The most serious political risk, I believe, is that of the temptation to transfer to Congress and to the other institutions of the Brazilian State (including security and public administration) the fervor of the streets and the reaction to the defeat that the Bolsonaro supporters unleashed in the post-election period. The most accentuated radicalism does not seem to have enough political strength to render unfeasible political consensus and governability in Brazil, which was so feared in the context of the elections.

Once institutional and political stability and governability have been achieved with reformist policies, although eventually limited, what perspectives are there in the other dimensions of Lula's leadership in the coming years?

One of them will be social pacification and the fight against conflict, mobilizing resources to continue to lift citizens out of severe poverty levels, guarantee equity in the Brazilian social state and allow access to essential public goods for all citizens and not just those who hold resources.

Social, cultural, ideological or regional fractures can only be overcome with a sense of justice in the distribution of public resources and in the commitment to an idea of the Nation, which is placed above tensions. The political personality and formatting of values that Lula da Silva conveys allow us to think that this will be one of his designs, for a country tired of the confrontational tension in which it lived.

Social reforms require, however, that economies generate enough resources to make them viable.

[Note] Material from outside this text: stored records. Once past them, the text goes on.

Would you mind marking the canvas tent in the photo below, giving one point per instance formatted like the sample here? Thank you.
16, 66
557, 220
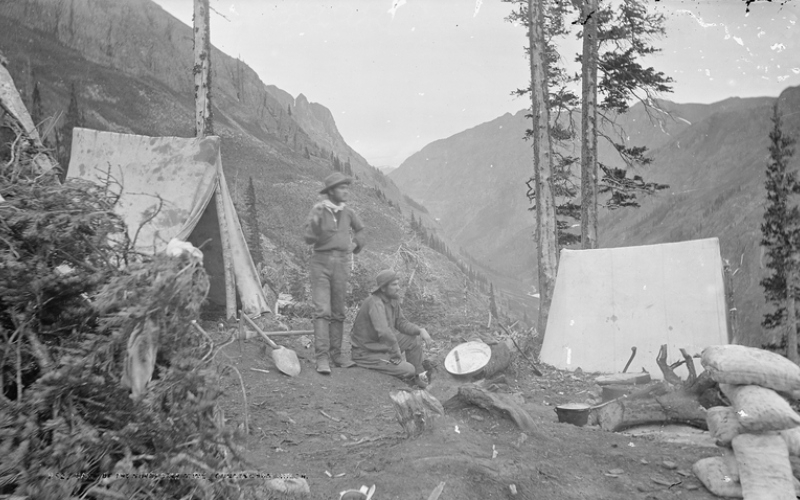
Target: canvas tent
186, 174
609, 300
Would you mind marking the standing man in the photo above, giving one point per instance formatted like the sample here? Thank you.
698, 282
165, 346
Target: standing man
328, 229
381, 333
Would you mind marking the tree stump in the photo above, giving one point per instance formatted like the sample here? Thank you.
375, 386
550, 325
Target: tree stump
673, 401
501, 358
474, 395
415, 410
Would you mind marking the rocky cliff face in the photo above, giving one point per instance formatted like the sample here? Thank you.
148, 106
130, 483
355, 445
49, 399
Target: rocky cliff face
146, 42
712, 156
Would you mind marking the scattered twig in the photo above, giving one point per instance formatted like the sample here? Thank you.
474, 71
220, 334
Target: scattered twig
369, 440
535, 369
330, 417
244, 396
437, 491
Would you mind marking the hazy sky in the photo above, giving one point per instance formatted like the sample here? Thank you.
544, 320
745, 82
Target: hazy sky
399, 74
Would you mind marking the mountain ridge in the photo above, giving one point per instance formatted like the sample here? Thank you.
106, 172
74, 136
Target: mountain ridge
129, 66
712, 156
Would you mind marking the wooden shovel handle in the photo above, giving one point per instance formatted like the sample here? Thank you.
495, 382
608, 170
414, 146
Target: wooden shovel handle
290, 332
254, 325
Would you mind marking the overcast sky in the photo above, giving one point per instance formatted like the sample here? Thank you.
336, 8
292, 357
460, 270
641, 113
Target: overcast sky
399, 74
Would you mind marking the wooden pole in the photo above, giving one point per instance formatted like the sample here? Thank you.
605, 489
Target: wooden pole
203, 128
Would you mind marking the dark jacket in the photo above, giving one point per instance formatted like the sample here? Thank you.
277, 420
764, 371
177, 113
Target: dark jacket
328, 232
377, 321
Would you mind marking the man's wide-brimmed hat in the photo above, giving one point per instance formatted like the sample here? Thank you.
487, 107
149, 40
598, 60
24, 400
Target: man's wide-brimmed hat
335, 179
384, 278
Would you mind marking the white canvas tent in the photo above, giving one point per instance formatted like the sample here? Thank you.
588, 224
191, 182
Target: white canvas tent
609, 300
186, 174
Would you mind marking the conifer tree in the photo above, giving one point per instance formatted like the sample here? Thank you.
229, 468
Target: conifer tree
253, 233
781, 236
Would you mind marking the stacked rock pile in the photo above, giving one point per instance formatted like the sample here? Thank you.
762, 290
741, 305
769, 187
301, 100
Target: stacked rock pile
759, 431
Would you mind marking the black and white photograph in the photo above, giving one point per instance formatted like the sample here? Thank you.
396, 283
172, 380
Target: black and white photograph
399, 249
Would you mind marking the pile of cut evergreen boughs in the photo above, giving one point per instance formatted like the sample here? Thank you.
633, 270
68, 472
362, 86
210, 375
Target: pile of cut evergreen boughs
71, 294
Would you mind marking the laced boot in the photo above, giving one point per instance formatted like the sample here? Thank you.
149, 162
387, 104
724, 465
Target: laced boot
336, 335
322, 346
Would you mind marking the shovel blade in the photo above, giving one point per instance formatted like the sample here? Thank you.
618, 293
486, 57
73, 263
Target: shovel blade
286, 361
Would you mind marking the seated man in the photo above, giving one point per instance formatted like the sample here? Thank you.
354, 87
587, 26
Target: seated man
381, 333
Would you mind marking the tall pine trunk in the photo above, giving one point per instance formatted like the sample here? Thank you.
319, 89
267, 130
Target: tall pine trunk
202, 70
546, 234
589, 126
791, 320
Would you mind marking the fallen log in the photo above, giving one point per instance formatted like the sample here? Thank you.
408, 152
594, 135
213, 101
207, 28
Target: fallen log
415, 410
501, 403
624, 413
673, 401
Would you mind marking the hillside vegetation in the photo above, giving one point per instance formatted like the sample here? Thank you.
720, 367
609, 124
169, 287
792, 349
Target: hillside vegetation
128, 64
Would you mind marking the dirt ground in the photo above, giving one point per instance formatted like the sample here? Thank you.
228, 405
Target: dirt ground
357, 440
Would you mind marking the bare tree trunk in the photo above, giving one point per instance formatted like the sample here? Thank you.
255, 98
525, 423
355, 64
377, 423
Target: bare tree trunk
589, 127
791, 312
202, 69
546, 235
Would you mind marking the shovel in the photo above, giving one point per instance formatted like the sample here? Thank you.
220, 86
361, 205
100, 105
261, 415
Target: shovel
285, 359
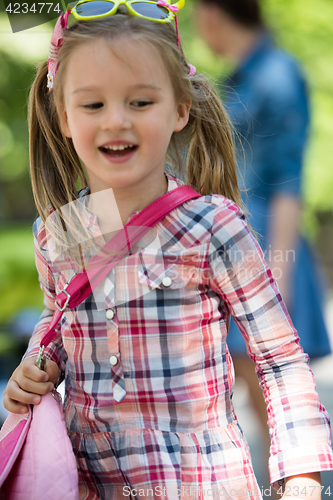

Impoverishment is the enemy of reforms.

Data from forecasts for the evolution of the Brazilian economy indicate that, after a relative acceleration of growth in the first half of 2022, a less dynamic cycle began, which points to a significant slowdown in 2023. Gross Domestic Product growth projections for the Brazilian market indicate, however, that there will be a positive outlook possibly as early as 2024, which allows one to look with relative optimism at the development of Brazil's of the macroeconomic framework from that phase onwards.

It is clear that the growth of the Brazilian economy, with a strong export sector, suffered from the reduction in demand from its traditional markets in the critical periods of the pandemic and the conflict in Ukraine.

Brazil is one of the major producers and exporters of primary raw materials, such as agriculture, livestock and ores, which are directed, in the order of 68%, to markets of great consumption such as China, the United States, the European Union, Asia and Mercosur countries. Any fluctuation in demand in these markets, resulting from uncontrollable causes such as those that have occurred since 2019, negatively impact the performance of the Brazilian economy.

The new government will be able to count on economic revitalization indicated by recent projections indicate.